Cette volaille de longue taille noire et belle comme la campagne à la biodiversité variée d'autrefois revient sur ses terres grâce à des passionnés. Un amour pour gastronome La Le Mans.
Belle d'autrefois
On l'appelle comme une diva à l'opéra avec un LA. La Le Mans est une belle et jolie poule. Gallus gallus domesticus, oui comme ces cousines gauloises, du Sussex ou cou nu de Transylvanie, mais une poule qui sent bon la campagne sarthoise. Plumage noir avec des reflets verts, fort gabarit, crête frisée avec un éperon à l'arrière, oreillons blancs, elle est belle à en tomber la Le Mans.Cette gallinacée est aussi bonne à croquer. Cette vraie poule aime le plaisir de la chair. À la ferme de la Prairie, l'espace vert municipal du Mans, chaque matin et soir on lui offre des pâtons faits avec de la farine de sarrasin, d'avoine, d'orge mélangés avec du lait. Engraissée, elle fait fondre les gastronomes. Les Le Mans ornaient la table de nos rois. Seulement voilà, pendant des années on ne pouvait ni la voir encore moins y goûter. Drame de la standardisation, La Le Mans avait disparu des basse-cours après la Guerre.
La ville du Mans veut le retour de sa poule
Au Mans, on rêve de voir l'emblème d'avant les 24 heures revenir la diva des tables trois étoiles. La ville l'affiche à l'entrée de la cité pour en faire son image. Le fermier de la ville se mobilise, Gwenaël L'huissier court les labos et les fermes pour assembler à nouveau la race.Laurent Marteau, cuisinier et passionné d'élevage avicole installé en Mayenne à La Haie-Traversaine, a trouvé une race proche dans la Manche. En modifiant génétiquement cette poule, il approche de La Le Mans. "Il faut être persévérant et surtout avoir un budget", concède la directrice de recherche de l'INRA Michèle Tixier-Boichard.
Le Mans vise le créneau haut de gamme avec sa poule, dont le prix pourrait approcher celui du chapon, soit 150 euros pièce et au-delà. C'est à ce prix-là que la ville veut s'offrir le volatile autrefois célébré par Racine dans "Les Plaideurs", et La Fontaine dans "Le Faucon et le Chapon".
Avec AFP
Volaille de bonne taille, longue et large, moins forte que la La flèche mais néanmoins élégante.
Le Faucon et le Chapon par La Fontaine
Une traîtresse voix bien souvent vous appelle ;Ne vous pressez donc nullement :
Ce n'était pas un sot, non, non, et croyez-m'en,
Que le Chien de Jean de Nivelle.
Un citoyen du Mans, Chapon de son métier
Était sommé de comparaître
Par-devant les lares du maître,
Au pied d'un tribunal que nous nommons foyer.

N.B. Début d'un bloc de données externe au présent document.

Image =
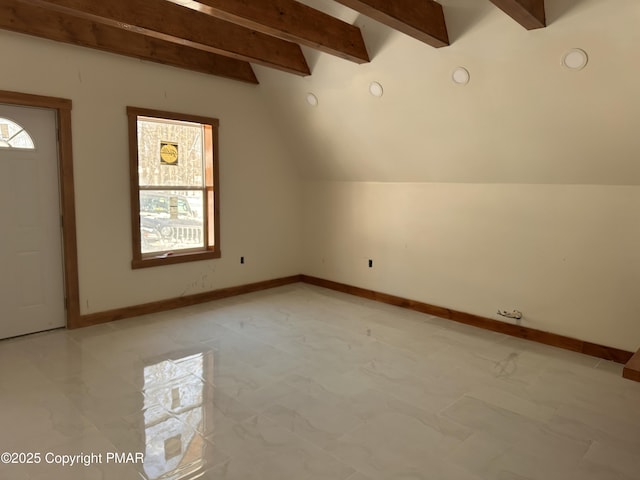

Tous les gens lui criaient pour déguiser la chose,
Petit, petit, petit : mais, loin de s'y fier,
Le Normand et demi laissait les gens crier :
Serviteur, disait-il, votre appât est grossier ;
On ne m'y tient pas ; et pour cause.
Cependant un Faucon sur sa perche voyait
Notre Manceau qui s'enfuyait.
Les Chapons ont en nous fort peu de confiance,
Soit instinct, soit expérience.
Celui-ci qui ne fut qu'avec peine attrapé,
Devait le lendemain être d'un grand soupé,
Fort à l'aise, en un plat, honneur dont la volaille
Se serait passée aisément.
L'Oiseau chasseur lui dit : Ton peu d'entendement
Me rend tout étonné. Vous n'êtes que racaille,
Gens grossiers, sans esprit, à qui l'on n'apprend rien.
Pour moi, je sais chasser, et revenir au maître.
Le vois-tu pas à la fenêtre ?
Il t'attend : es-tu sourd ? – Je n'entends que trop bien,
Repartit le Chapon ; mais que me veut-il dire,
Et ce beau Cuisinier armé d'un grand couteau ?
Reviendrais-tu pour cet appeau :
Laisse-moi fuir, cesse de rire
De l'indocilité qui me fait envoler,
Lorsque d'un ton si doux on s'en vient m'appeler.
Si tu voyais mettre à la broche
Tous les jours autant de Faucons
Que j'y vois mettre de Chapons,
Tu ne me ferais pas un semblable reproche.